2
votes

I have a virtual machine running Windows Server 2012R2 within Azure cloud. This machine has its private and public IP address statically assigned. On that machine, I'm running client application (Jenkins Agent to be specific). This client opens TCP connection to its server (Jenkins Master), which is running outside of Azure cloud (behind some public IP address). TCP connection is established fine.

In order to keep this connection alive, both the client and the server are "pinging" each other every 4-5 mins. This "pinging" is done by exchanging several TCP packages through that opened TCP connection.

After some random time interval, client can't reach the server anymore and the server can't reach the client anymore.
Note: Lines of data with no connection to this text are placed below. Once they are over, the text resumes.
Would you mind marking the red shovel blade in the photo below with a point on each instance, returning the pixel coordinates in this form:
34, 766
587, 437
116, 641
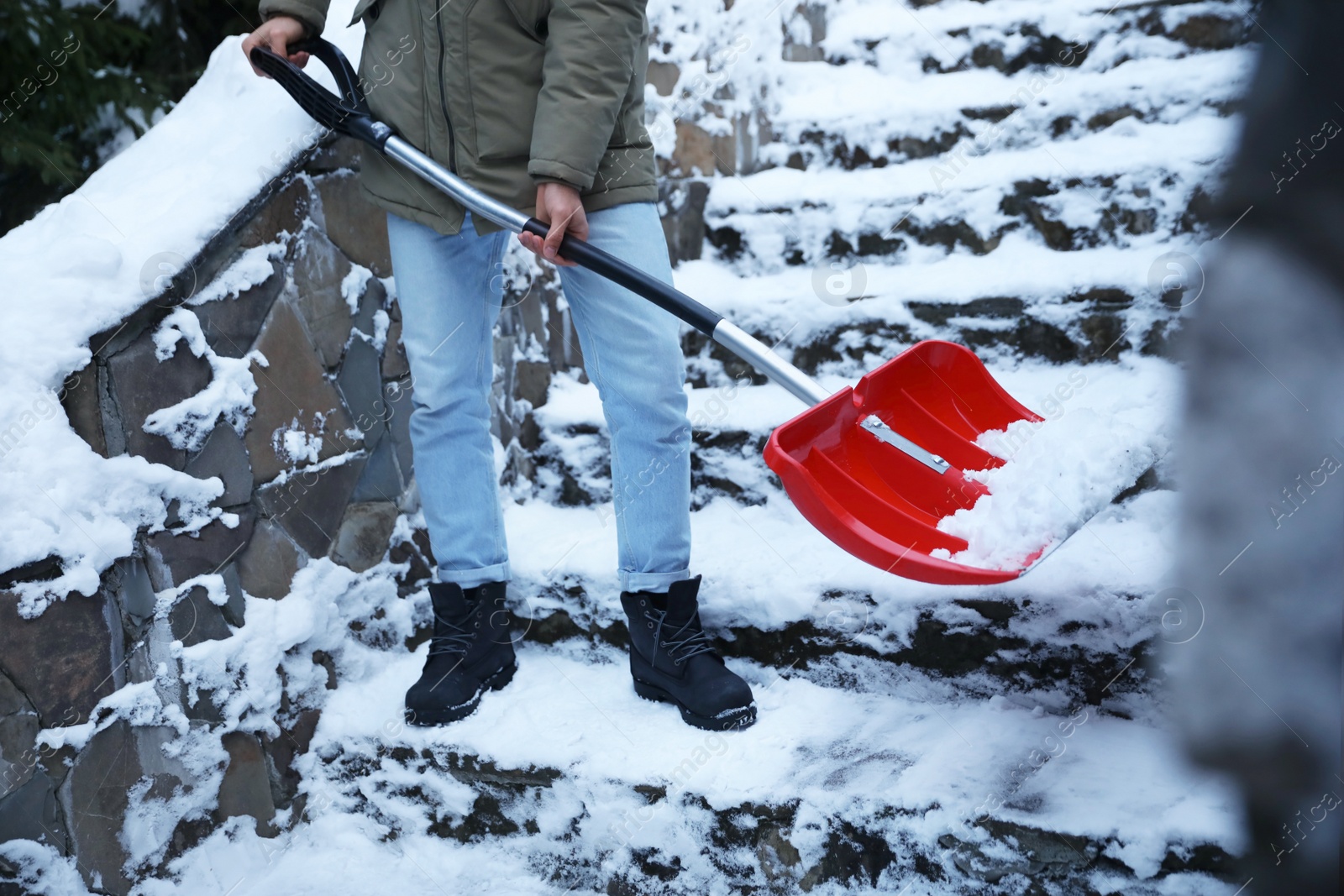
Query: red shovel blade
877, 501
Therefore, connection timeout exceptions are thrown on both client and server ends.

To analyze the issue, I was tracking this communication with Wireshark, which is running on Windows Server in Azure cloud (where the client application is running). While the communication works well, Wireshark shows TCP traffic is exchanged between: - client's private IP address / local port - server's public IP address / port

This seems perfectly logical because Azure machine (client) is not aware of its public IP address and publicly visible port (after NAT is applied).

When the issue starts occurring, I see that both client and server are sending TCP retransmission packets, which means that neither of them received TCP:ACK packet to some previously sent TCP:PSH packet. Most strange of all is that client machine was receiving these TCP retransmissions from the server but the problem is: those packages are not sent to client's private IP/local post. Those packages are shown in Wireshark as being sent to client's public IP and publicly visible port! Obviously the client application doesn't receive these packages because machine's NIC/driver discards them (which is also expected).

QUESTION: Does anyone have any idea why the TCP responses sent to Azure machine's (client's) public IP address and publicly visible port sometimes reaches the machine itself without NAT translation being applied to that content?!

1
The problem seems to be worked-around by shortening pinging time interval. Now client and server and exchanging data every 30 seconds and connection looks healthy for the last 2 hours. If this remains, I'd feel free to conclude that TCP session inactivity time was triggering the issue...Marko Andrijevic

1 Answers

0
votes

After 3 days of tracking the status, no issue re-occurrences have been noticed! So I'm resolving this question with conclusion: more frequent client/server pinging (i.e. keeping connection alive) definitely works around this Azure problem.